Some students mentioned the addictive aspect of TikTok:
“I see a lot of my peers stay on the app for long periods of time. I can’t count the amount of times people say something about how they didn’t realize they were scrolling for an hour before they looked at the clock.”
“I have three friends back home who are being affected by Tik Tok in the worse way possible. All they do is watch Tik Toks all day and has even affected their sleep schedule cause they can’t put their phone down. It’s hard to see my friends sucked in the rabbit hole.”
“Personally, I have had to set screen time limits for TikTok through my phone’s settings because I can easily spend extended periods of time of the app without even realizing it; and even then, sometimes, I even override the limits I have set in place because I want to see even more content.”
The funniest line award goes to: “I personally hate TikTok and think it is rat poison.”
I wonder how the responses might have differed if I had asked a similar question to college students about TV and video games 20 years ago.
I use Twitter frequently. Maybe I spend more time on it than I should, and I don’t support as many paid media outlets as I might otherwise.
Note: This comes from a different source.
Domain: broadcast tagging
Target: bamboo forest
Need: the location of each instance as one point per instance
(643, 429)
Thus, the non-Twitter world is less rich for today’s college students.
For balance, here’s how Big Tech helped me in the past week. I needed to help my son build a model rocket from a kit. Some stranger kind young man had made an excellent YouTube video detailing how to make this rocket. This video really helped me, and the man should get the satisfaction of one more watch on his views count.
Whatever the pros and cons of endlessly watching cute cat videos – – no argument that YouTube is an incredibly rich trove of useful information and instruction.